Before I start, let me say that I like the "drive an alternator with the bike, measure power produced by it" answer... better than my answer! Could someone please address the "but it would count power produced when bike free-wheeling" problem? I suspect it isn't really a problem, but can't quite say why.
So... my alternative answer....
It all started with an exercise bike I sometimes ride. It has an adjustable brake, to make riding it easy or hard.
The brake doesn't work exactly like this, but essentially it does, and what I am going to describe can, I think, be adapted to provide information on power.
In the first place, the "tire" on the bike isn't like a road bike's tire. It is turned by the pedals, but the "tire" surface, that which would touch the road in an ordinary bike, is metal, and flat. Flat and at right angles to the main dimension of the wheel. And about two inches wide. So the wheel is more like a train wheel without the flange, if you see what I mean.
Now, the brake:
The brake consists of a rugged strap. One end is fixed to the bike's frame, then the strap wraps around the wheel, and the other end connects to a spring which connects to a different point on the bike's frame. You can change the tension in the spring. The tighter the strap is held against the wheel, the more friction, the harder it is to pedal.

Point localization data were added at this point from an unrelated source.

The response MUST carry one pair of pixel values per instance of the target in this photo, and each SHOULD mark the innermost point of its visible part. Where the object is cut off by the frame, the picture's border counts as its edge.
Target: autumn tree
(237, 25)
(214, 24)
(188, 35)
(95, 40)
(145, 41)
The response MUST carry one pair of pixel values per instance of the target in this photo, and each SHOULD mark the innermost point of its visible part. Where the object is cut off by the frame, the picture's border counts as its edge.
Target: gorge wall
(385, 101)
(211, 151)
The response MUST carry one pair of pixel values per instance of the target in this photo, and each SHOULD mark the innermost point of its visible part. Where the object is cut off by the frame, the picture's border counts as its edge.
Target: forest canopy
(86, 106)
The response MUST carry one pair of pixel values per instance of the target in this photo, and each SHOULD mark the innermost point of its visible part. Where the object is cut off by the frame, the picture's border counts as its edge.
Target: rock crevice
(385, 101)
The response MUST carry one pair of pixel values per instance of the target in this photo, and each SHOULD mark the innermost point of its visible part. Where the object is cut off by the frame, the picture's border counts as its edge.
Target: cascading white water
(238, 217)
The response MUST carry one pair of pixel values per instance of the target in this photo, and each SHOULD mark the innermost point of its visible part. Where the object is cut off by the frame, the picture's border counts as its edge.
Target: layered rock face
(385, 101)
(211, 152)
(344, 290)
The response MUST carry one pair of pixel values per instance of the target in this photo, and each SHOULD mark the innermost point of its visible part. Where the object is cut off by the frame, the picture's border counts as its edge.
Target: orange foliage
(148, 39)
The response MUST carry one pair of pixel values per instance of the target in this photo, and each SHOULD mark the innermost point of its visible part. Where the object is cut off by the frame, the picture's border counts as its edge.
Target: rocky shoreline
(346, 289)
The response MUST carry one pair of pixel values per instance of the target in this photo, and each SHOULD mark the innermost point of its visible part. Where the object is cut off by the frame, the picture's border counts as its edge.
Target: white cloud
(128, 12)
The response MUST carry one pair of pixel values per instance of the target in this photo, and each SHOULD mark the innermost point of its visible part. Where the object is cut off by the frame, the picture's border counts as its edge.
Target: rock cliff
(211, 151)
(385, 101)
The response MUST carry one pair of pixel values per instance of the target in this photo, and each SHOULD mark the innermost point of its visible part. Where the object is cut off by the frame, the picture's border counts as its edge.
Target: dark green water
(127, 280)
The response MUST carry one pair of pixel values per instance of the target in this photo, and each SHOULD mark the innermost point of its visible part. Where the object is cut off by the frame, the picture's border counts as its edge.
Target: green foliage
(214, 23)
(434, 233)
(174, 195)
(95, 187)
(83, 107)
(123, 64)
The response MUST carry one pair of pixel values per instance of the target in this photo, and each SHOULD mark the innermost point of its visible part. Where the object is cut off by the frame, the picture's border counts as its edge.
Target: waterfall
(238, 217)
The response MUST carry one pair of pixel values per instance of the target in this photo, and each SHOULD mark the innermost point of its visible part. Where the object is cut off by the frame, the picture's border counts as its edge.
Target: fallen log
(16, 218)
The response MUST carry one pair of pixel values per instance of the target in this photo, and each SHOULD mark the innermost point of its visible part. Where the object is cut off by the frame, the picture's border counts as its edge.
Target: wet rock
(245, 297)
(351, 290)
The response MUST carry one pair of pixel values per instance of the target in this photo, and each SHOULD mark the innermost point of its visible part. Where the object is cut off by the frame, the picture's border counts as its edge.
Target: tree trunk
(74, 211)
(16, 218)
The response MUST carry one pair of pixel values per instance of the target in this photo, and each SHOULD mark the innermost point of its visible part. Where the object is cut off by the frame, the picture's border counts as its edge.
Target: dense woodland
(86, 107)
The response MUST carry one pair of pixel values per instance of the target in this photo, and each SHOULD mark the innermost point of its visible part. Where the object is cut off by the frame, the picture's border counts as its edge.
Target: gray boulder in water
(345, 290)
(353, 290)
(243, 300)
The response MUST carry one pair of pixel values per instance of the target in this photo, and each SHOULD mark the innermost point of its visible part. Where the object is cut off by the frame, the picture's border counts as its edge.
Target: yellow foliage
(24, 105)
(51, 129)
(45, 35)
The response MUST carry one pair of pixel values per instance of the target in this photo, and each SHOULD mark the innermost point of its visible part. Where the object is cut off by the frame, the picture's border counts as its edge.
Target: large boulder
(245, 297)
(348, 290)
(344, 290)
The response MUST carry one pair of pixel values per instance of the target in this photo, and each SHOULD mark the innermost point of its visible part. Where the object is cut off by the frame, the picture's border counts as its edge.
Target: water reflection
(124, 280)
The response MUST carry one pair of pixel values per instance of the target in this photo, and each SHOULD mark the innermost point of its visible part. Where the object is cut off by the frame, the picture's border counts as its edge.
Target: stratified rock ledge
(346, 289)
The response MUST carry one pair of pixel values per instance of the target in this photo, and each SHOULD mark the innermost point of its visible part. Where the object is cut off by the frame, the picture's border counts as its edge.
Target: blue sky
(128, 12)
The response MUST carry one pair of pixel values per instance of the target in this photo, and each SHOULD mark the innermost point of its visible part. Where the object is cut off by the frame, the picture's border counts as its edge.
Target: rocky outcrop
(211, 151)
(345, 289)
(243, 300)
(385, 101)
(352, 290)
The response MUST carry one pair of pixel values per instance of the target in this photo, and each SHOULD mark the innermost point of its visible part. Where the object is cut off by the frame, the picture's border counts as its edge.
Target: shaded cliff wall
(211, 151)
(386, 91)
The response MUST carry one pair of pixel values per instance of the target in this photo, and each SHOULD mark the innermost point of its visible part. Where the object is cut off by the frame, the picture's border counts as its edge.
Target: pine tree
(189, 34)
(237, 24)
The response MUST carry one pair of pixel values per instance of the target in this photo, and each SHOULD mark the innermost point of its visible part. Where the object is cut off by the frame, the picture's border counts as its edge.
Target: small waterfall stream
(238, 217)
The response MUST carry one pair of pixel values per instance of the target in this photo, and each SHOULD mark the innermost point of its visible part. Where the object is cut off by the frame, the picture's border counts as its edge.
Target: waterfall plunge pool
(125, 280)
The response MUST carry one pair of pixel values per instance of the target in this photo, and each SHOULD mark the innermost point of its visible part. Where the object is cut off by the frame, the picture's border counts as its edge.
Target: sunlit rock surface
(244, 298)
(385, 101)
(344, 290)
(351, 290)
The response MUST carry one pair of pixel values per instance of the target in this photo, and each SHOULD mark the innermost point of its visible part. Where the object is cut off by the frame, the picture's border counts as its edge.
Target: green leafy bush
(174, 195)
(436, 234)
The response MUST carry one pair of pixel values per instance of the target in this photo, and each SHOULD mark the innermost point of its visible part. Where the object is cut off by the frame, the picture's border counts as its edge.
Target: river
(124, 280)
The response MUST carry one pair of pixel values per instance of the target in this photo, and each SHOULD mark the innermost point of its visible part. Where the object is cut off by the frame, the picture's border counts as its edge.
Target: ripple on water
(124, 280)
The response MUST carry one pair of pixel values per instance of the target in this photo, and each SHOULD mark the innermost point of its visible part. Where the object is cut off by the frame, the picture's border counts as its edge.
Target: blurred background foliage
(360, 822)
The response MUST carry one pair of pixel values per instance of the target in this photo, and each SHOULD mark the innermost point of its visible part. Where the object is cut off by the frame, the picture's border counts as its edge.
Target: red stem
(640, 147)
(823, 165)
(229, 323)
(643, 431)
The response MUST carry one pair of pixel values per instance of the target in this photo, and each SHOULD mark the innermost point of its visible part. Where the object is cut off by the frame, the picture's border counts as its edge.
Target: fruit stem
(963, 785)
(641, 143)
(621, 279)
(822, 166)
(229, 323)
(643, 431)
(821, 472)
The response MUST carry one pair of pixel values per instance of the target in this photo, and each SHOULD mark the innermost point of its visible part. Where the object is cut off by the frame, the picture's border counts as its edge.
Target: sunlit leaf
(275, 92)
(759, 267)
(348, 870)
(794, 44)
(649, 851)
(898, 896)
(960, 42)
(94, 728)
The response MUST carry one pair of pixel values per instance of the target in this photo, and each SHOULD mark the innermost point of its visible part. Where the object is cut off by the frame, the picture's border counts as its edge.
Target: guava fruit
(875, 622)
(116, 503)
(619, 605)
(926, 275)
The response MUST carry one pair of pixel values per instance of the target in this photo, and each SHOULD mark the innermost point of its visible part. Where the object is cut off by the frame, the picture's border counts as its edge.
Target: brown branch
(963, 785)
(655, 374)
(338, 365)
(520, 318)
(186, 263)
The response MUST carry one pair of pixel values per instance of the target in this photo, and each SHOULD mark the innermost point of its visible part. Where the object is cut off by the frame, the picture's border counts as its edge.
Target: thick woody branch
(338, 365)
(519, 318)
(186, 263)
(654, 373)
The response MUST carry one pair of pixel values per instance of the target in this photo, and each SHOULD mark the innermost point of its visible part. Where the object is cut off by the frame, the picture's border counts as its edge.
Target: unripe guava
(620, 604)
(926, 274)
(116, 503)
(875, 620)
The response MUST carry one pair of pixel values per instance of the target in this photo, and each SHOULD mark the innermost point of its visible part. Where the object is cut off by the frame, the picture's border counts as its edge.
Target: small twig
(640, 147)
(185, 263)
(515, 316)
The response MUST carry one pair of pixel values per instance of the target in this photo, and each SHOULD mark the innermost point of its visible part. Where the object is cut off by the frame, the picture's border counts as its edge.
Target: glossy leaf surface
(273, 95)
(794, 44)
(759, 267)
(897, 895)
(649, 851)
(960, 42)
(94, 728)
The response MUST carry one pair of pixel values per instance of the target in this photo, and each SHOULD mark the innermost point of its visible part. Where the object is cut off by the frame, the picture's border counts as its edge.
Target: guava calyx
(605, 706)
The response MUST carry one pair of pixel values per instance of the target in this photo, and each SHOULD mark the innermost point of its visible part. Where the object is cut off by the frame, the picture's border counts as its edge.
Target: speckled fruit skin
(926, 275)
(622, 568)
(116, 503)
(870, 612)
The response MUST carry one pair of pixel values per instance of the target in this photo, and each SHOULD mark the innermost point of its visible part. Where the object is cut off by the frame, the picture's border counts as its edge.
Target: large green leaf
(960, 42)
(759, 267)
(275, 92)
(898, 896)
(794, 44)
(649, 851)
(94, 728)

For my idea to work, you would need the spring to be at the "uphill" end of the "U" of the strap around the wheel. The harder you pedalled, the more the spring would be extended. Only slightly more, but the difference would be there.
If you measured the DIFFERENCE in the pull on the frame by the spring between when the wheel were at rest and when the wheel was turning, you would have a measure of the force the cyclist was exerting to overcome the friction, wouldn't you? And you would count the turns of the wheel, throw in the circumferance of the wheel and you have a distance "travelled" Force x Distance = work??
If you didn't want to use a strain gauge, you could, I think, with some "amplificaton" by means of cable and pulleys, measure the slight change in the spring's extension, and calculate the force from that?
As I said... I think the alternator is the way to go!